The head of the Lugansk People’s Republic has told journalists about plans to hold a referendum
The Head of the Lugansk People’s Republic Leonid Pasechnik. © Sputnik/Aleksey Nikolskyi
The Lugansk People’s Republic (LPR), one of the two breakaway Donbass territories recognized by Moscow as independent states in late February, is planning to hold a plebiscite on joining Russia “in the near future,” its leader has revealed.
There has been no indication that the Kremlin would accept such a demand. Last month, President Valdimir Putin recognised the independence of the LPR, but almost all of the word considers it to still be part of Ukraine.
Speaking to journalists on Sunday, Leonid Pasechnik said that he thought “in the near future a referendum will be held in the republic, where people will exercise their absolutely constitutional right, and give their opinion with respect to joining Russia.” The official added that he was “somehow sure that’s precisely the way it will be.”
Commenting on the possibility of such a vote in the LPR, Russian Senator Andrey Klishas said on Sunday that both Lugansk and Donetsk had the right to seek to join Russia unless such a move ran counter to their constitutions.
However, Leonid Kalashnikov, who chairs the Russian Duma’s committee on the Commonwealth of Independent States Affairs, Eurasian Integration and Relations with Compatriots, has warned that “now is not the right moment” for holding a referendum in the republic. Kalashnikov argued that “you hardly need to bother with such questions when destiny is being determined on the frontline.”
Both the Donetsk People’s Republic (DPR) and the LPR declared independence in 2014 following a violent coup in Kiev. Both territories are predominantly Russian-speaking, and fears were growing at the time that nationalist elements in the new Ukrainian government would persecute ethnic minorities. Ukraine branded the two breakaway republics separatists and launched an ‘anti-terrorist operation,’ deploying its military to regain control, which resulted in a bloody war. The armed hostilities ended in February 2015 with the signing in the Belarusian capital of the so-called Minsk II peace agreement, brokered by Germany and France.
The accord demanded that both the Ukrainian military and separatists cease fire and put an end to clashes, which had turned the region into a conflict zone. The document also called for major administrative and political reform in Ukraine as well as autonomy and local elections for the Donbass republics. However, the implementation of the agreement was stalled, with the two sides blaming each other for the lack of progress.

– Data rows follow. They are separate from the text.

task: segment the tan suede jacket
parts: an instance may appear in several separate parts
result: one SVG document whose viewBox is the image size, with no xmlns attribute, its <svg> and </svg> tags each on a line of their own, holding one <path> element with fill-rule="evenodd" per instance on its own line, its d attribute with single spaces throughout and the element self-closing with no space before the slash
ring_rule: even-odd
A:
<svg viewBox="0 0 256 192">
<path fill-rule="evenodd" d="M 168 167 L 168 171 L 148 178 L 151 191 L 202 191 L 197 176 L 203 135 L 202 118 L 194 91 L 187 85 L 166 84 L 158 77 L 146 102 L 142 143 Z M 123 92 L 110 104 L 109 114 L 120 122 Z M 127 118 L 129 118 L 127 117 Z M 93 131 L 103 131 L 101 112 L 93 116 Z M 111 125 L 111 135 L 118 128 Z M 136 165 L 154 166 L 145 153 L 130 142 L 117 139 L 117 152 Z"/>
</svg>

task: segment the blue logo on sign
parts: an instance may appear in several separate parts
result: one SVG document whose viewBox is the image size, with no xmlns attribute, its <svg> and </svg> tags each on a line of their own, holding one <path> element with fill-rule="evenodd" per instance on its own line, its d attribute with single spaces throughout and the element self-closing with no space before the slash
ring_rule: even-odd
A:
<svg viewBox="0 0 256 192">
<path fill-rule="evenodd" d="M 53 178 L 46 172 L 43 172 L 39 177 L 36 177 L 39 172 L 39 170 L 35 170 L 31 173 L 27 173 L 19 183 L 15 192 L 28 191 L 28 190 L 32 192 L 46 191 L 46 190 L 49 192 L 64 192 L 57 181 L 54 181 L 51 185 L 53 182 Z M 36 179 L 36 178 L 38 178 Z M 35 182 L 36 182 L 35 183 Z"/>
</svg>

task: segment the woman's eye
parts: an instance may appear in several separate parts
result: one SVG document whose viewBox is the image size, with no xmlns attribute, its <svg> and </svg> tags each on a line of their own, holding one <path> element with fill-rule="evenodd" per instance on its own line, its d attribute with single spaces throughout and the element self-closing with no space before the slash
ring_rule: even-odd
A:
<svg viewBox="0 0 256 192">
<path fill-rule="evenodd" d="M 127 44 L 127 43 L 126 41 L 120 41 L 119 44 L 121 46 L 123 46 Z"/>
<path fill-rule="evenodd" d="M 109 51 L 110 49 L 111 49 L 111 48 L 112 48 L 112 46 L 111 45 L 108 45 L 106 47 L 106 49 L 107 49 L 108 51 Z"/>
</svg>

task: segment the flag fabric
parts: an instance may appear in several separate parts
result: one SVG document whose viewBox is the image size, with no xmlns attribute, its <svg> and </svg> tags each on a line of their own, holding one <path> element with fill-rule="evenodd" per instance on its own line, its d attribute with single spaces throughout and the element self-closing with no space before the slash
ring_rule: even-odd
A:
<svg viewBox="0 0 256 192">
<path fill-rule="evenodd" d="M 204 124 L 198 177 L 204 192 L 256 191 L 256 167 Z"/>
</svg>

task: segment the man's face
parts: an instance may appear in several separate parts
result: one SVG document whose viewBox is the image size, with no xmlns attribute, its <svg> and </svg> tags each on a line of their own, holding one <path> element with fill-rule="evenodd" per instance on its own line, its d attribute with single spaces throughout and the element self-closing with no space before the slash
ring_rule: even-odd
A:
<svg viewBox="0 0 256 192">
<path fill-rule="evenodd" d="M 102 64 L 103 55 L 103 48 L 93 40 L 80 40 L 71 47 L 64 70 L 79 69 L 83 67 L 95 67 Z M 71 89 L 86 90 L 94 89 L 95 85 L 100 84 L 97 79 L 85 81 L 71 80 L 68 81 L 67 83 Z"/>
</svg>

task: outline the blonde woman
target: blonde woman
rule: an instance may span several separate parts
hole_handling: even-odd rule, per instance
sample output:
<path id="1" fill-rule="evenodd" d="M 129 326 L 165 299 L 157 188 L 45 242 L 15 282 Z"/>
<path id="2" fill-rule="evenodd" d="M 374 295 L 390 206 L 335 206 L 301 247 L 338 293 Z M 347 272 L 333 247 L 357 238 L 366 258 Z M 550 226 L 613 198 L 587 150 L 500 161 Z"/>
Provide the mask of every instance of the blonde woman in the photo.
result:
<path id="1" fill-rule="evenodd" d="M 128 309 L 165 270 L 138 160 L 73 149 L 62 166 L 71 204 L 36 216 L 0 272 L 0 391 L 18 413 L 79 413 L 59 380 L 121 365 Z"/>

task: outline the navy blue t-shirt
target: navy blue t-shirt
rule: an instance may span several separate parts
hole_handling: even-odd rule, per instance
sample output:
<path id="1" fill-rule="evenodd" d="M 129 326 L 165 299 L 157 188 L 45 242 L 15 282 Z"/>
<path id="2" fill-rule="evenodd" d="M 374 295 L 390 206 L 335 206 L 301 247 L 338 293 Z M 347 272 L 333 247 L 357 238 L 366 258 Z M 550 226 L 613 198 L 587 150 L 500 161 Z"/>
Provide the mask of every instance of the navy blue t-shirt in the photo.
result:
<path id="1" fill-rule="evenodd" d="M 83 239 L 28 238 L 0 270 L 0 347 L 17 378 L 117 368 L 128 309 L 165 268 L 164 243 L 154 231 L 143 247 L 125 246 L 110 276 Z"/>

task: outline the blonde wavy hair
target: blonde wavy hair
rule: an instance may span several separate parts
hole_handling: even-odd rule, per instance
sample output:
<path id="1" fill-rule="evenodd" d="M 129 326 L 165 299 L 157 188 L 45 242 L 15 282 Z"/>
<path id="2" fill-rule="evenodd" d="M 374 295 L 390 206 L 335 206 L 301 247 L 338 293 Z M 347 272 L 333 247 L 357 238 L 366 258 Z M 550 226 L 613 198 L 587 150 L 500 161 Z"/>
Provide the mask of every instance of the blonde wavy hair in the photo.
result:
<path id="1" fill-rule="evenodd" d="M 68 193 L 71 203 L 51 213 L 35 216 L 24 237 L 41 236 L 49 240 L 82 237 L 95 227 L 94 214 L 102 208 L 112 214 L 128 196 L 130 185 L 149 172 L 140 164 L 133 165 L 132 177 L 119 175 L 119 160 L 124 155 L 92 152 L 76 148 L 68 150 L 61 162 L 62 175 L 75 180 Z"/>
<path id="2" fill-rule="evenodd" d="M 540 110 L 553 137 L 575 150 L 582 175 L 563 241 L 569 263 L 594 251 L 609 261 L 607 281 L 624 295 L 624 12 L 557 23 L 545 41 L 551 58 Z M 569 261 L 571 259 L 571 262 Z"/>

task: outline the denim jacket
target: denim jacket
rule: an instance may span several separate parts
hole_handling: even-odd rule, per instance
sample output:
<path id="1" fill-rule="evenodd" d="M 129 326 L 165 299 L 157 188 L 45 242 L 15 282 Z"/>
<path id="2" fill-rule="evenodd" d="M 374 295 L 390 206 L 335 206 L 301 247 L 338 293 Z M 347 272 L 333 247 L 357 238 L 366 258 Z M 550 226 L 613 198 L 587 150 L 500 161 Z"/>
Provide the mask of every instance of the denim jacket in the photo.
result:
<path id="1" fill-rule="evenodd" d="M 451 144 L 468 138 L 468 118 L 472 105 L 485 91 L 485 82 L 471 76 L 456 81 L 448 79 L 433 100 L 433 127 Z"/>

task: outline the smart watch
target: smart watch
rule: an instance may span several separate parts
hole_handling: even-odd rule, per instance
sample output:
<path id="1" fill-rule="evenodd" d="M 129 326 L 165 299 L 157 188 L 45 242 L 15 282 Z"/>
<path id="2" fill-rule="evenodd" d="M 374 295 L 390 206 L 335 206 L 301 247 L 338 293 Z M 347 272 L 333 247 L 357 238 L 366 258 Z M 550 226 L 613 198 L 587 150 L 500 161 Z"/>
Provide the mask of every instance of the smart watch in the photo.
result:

In mid-February 2022, the DPR and LPR began reporting an uptick in Ukrainian artillery shelling – something which forced the Donbass republics to ask Russia for official recognition, as their respective leaderships claim. On February 21, Moscow recognized both republics as independent states, signing friendship treaties with Donetsk and Lugansk. However, parts of the Donetsk and Lugansk regions declared by the two republics as their own in their respective constitutions were still under Ukraine’s control.
On February 24, Putin launched a military offensive in Ukraine. The Russian head of state insisted that the neighboring state had to be “demilitarized and denazified,” claiming that far-right militias, which had permeated the Ukrainian government, were supposedly aiming to carry out a genocide of the Russian-speaking population of the Donbass. Ukraine and its allies dismissed Putin’s allegations as a mere pretext, accusing Moscow of waging “unprovoked” aggression against a sovereign state.